Louis Siciliano has built a reputation in recent years as one of the few figures in jazz music who has expanded on the advances jazz fusion made in the genre over the last four decades. The form is relatively moribund compared to its 1970’s heyday, but Siciliano didn’t get the memo. He’s taken up the mantle of that style with his latest release Ancient Cosmic Truth and pushes it into new realms. It takes four songs to do so. Each of the EP’s four cuts has a different flavor than the next and there’s no sense of Siciliano treading over familiar ground; there’s no repetition. Instead, Siciliano and his collaborators find a new angle during each song without ever moving outside of the stylistic boundaries he’s placed on the material. It’s quite a ride.
The ride begins with the track “Bambara’s Symmetries”. This track has an up-tempo pace sweeping listeners away soon after the opening and Siciliano’s dazzling synthesizer playing is a definite highlight of the piece. I am an enormous fan of how he and collaborators such as longtime former Weather Report percussionist Alex Acuna, drummer Claudio Romano, trumpet player Randy Brecker, and tenor sax man Umberto Muselli work seamlessly together. They sound like they’ve been playing with one another for many years, even on a recording.
“Translucent Dodecahedron” continues illustrating Siciliano’s command of the synthesizer. Brecker and Muselli do an impressive job of fitting their talents into this relatively unusual setting. The performance does well convey the sci-fi implications of the title without losing the causal listener and much of this has to do with the clear presence of melody in the song. Romano and Acuna shine here, as they do throughout the release, but each of the musicians does an excellent job standing out for the listener.

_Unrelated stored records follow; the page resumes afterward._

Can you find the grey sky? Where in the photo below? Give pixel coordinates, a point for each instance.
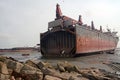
(21, 21)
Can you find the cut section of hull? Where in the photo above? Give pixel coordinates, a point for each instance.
(59, 43)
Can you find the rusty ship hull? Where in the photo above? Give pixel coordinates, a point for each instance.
(67, 37)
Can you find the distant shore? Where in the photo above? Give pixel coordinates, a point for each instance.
(20, 49)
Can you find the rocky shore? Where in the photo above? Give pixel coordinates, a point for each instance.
(11, 69)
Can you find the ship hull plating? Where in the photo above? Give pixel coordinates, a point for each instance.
(59, 43)
(65, 43)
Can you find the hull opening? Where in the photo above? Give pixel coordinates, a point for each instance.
(59, 43)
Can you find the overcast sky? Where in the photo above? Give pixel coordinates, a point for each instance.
(22, 21)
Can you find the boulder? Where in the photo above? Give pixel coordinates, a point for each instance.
(14, 65)
(3, 59)
(30, 73)
(4, 76)
(44, 65)
(48, 77)
(31, 63)
(77, 78)
(66, 66)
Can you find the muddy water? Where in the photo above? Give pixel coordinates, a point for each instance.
(95, 60)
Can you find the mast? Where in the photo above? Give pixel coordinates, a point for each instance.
(80, 20)
(92, 25)
(101, 28)
(58, 12)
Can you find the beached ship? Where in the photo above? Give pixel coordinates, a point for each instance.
(67, 37)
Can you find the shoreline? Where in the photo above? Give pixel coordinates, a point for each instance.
(12, 69)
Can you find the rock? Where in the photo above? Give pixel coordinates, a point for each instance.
(31, 63)
(93, 74)
(14, 65)
(65, 66)
(61, 68)
(4, 76)
(44, 64)
(77, 78)
(30, 73)
(3, 59)
(48, 77)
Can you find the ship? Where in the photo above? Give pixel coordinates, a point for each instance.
(67, 37)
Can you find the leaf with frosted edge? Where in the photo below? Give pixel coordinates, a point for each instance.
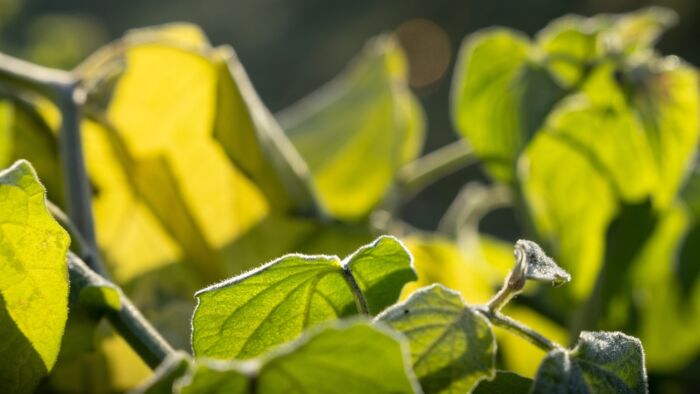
(247, 315)
(452, 346)
(33, 280)
(347, 358)
(357, 131)
(500, 97)
(601, 362)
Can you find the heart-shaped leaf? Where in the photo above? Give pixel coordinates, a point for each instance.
(452, 345)
(246, 315)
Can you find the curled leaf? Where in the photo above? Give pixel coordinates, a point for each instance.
(536, 265)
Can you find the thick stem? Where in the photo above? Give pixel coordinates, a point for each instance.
(64, 90)
(512, 286)
(518, 328)
(33, 77)
(421, 173)
(127, 321)
(77, 187)
(360, 300)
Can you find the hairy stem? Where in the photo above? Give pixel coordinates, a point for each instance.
(518, 328)
(65, 91)
(421, 173)
(512, 286)
(360, 300)
(77, 185)
(127, 321)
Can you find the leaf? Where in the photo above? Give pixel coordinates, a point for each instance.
(452, 345)
(560, 205)
(348, 358)
(500, 97)
(358, 130)
(601, 362)
(256, 143)
(26, 134)
(638, 31)
(504, 382)
(439, 260)
(522, 357)
(667, 100)
(33, 280)
(570, 44)
(171, 369)
(246, 315)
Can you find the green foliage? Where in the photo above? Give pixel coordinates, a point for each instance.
(587, 133)
(245, 316)
(346, 358)
(601, 362)
(356, 132)
(452, 346)
(34, 284)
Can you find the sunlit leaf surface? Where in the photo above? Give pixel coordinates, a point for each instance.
(354, 358)
(452, 346)
(247, 315)
(33, 280)
(356, 132)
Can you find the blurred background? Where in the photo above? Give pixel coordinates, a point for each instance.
(290, 48)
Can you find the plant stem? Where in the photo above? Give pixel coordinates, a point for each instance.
(512, 286)
(33, 77)
(417, 175)
(518, 328)
(77, 187)
(64, 89)
(360, 300)
(127, 321)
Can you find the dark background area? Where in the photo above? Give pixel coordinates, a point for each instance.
(292, 47)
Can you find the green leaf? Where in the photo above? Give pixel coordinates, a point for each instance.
(667, 100)
(358, 130)
(452, 345)
(570, 46)
(33, 280)
(256, 143)
(638, 31)
(500, 97)
(171, 369)
(560, 205)
(354, 358)
(601, 362)
(504, 382)
(26, 134)
(247, 315)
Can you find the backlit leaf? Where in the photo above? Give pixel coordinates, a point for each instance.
(247, 315)
(358, 130)
(500, 97)
(33, 280)
(601, 362)
(354, 358)
(452, 346)
(504, 382)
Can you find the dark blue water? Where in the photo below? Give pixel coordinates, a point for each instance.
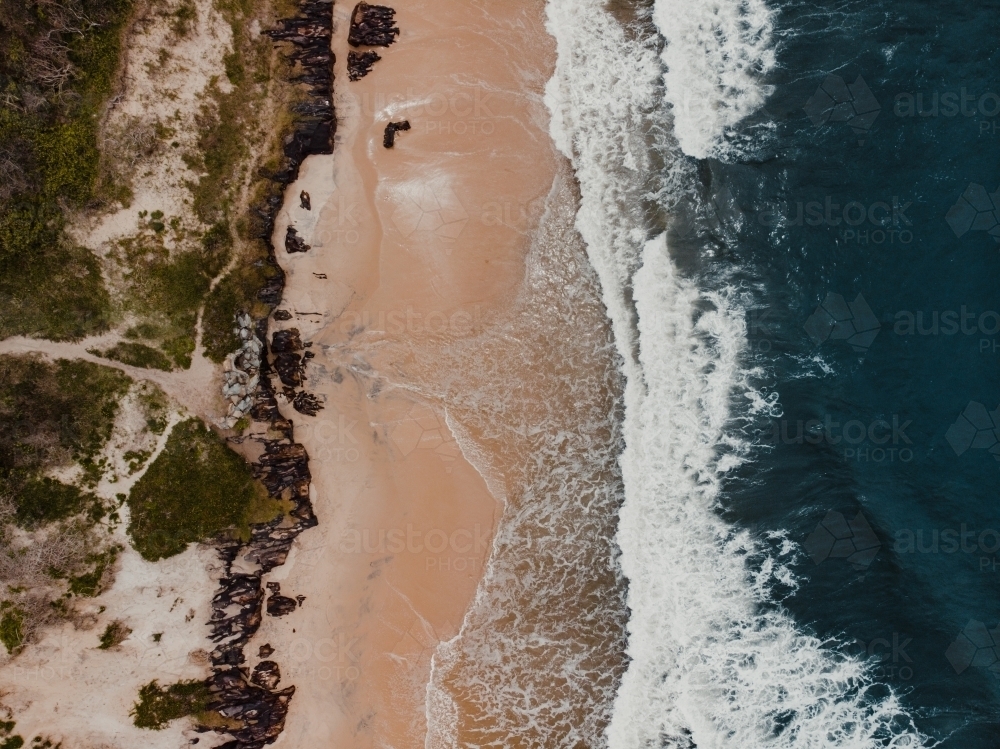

I hear a wild and wooly performance here, but there’s obvious control every step of the way that makes this one of the EP’s most invigorating listening experiences.
Invigorating listening experiences continue with the track “The Secret of Mansa”. I found it intriguing how they take the music in a much different direction than before and the additional emphasis they place on Brecker and Muselli’s presence helps accentuate that break with flavor. The different flavor makes for thoughtful listening and the considered pace of the song, never rushed, allows listeners to relish the texture change. It’s a condensed piece, despite its ambition, and I think it’s notable that Siciliano never allows his ambition to spiral the compositions into out-of-control monoliths.
The same holds true for the EP’s final song. “Ancient Cosmic Truth” has an emphatic sound, it never holds back, and the mix of the different instrumentalists gives the title song a density missing from its predecessors. Vocals are a part of this song, a first for the EP, but they are far from traditional. It ends Ancient Cosmic Truth with a definitive musical statement that never shies away from the high standard set by the first three tracks and points the way toward Louis Siciliano’s increasingly bright future.